Evals
Evals live in evals/ as Markdown files. Each eval defines a query, setup context, and assertions that measure agent quality.
Eval File Format
# Eval: Revenue Drop Investigation
Tests the agent's ability to investigate a revenue anomaly.
## Setup
Tenant: test-tenant
Context: Revenue dropped 30% yesterday compared to the weekly average.
## Query
"Revenue was down 30% yesterday. What happened?"
## Assertions
- Should query Stripe charges for the relevant time period
- Should compare against baseline or previous period
- Should check for known issues (billing cycle, deployments, timezone effects)
- Should provide specific numbers (dollar amounts, percentages)
- Should NOT fabricate data or guess without querying
- Should NOT blame external factors without evidenceParsed Fields
| Field | Source | Description |
|---|---|---|
name | Filename without .md | Eval identifier |
title | # Eval: Title heading | Display name |
description | Text between heading and first ## | What the eval tests |
setup.tenant | Tenant: line in ## Setup | Tenant to use |
setup.context | Context: line in ## Setup | Background context |
query | Content of ## Query (without quotes) | The user message to test |
assertions | ## Assertions list items | Quality criteria |
Assertions
Lines starting with - Should are positive assertions — things the agent must do.

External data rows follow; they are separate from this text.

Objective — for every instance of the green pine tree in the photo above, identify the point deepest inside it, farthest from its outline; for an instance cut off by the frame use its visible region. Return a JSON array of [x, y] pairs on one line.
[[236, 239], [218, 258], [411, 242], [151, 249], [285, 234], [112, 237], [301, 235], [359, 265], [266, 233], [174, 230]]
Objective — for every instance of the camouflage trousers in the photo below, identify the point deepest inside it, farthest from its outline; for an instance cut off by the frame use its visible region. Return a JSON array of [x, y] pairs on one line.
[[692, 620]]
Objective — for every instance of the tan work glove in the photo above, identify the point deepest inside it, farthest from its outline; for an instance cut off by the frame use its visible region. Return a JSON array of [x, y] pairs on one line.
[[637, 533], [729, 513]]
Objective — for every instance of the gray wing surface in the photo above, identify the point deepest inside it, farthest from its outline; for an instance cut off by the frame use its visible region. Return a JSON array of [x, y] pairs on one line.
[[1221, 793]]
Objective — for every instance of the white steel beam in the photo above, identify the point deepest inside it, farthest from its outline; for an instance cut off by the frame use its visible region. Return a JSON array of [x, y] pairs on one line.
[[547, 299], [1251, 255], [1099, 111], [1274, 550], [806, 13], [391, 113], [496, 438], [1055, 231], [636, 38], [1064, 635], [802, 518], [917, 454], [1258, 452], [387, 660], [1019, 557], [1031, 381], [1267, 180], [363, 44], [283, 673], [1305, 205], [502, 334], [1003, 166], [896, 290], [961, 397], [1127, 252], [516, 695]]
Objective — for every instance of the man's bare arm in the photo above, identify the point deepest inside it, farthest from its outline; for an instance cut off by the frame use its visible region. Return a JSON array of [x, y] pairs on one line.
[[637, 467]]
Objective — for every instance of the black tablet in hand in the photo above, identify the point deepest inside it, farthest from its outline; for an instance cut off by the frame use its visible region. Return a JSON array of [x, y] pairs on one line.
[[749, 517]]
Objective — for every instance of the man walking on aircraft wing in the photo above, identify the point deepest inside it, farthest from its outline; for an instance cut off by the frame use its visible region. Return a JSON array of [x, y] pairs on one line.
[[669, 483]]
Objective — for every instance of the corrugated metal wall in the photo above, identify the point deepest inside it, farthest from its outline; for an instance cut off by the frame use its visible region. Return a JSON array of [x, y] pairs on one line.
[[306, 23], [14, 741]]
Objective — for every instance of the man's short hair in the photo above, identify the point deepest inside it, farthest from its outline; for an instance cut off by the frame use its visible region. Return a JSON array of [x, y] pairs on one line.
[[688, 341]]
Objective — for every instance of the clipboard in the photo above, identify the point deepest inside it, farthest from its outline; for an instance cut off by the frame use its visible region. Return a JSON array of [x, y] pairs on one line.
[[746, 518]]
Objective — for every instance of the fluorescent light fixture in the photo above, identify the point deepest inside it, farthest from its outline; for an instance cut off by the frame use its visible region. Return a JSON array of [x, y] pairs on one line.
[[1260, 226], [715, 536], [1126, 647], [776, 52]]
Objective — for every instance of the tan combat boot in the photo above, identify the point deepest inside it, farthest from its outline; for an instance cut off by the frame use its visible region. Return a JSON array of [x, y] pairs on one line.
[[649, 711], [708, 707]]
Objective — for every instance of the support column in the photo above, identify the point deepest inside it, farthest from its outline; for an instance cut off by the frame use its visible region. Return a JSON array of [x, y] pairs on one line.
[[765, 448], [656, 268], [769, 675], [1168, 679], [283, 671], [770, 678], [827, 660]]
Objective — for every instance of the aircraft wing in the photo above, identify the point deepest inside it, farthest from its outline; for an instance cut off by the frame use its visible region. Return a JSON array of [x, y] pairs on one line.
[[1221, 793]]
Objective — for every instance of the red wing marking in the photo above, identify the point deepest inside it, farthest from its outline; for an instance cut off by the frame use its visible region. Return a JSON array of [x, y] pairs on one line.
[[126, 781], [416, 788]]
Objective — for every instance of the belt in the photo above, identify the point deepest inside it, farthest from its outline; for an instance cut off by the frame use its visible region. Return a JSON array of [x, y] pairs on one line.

Lines starting with - Should NOT are negated assertions — things the agent must avoid.
Running Evals
amodal eval # run all evals
amodal eval --file revenue-drop.md # run one eval
amodal eval --providers anthropic,openai # compare providersEvaluation Methods
| Method | Description |
|---|---|
| LLM Judge | A separate LLM evaluates the response against each assertion |
| Tool usage | Verify expected tools were called |
| Cost tracking | Token usage and cost per eval case |
Experiments
Compare configurations side-by-side:
amodal experimentTest different models, skills, knowledge docs, or prompts. Results include quality scores, costs, and latency.
Multi-Model Comparison
amodal eval --providers anthropic,openai,googleRuns the same suite against each provider for cost/quality/latency comparison.
Platform Integration
Results can be sent to the platform API for trend tracking, baseline comparison, and run history.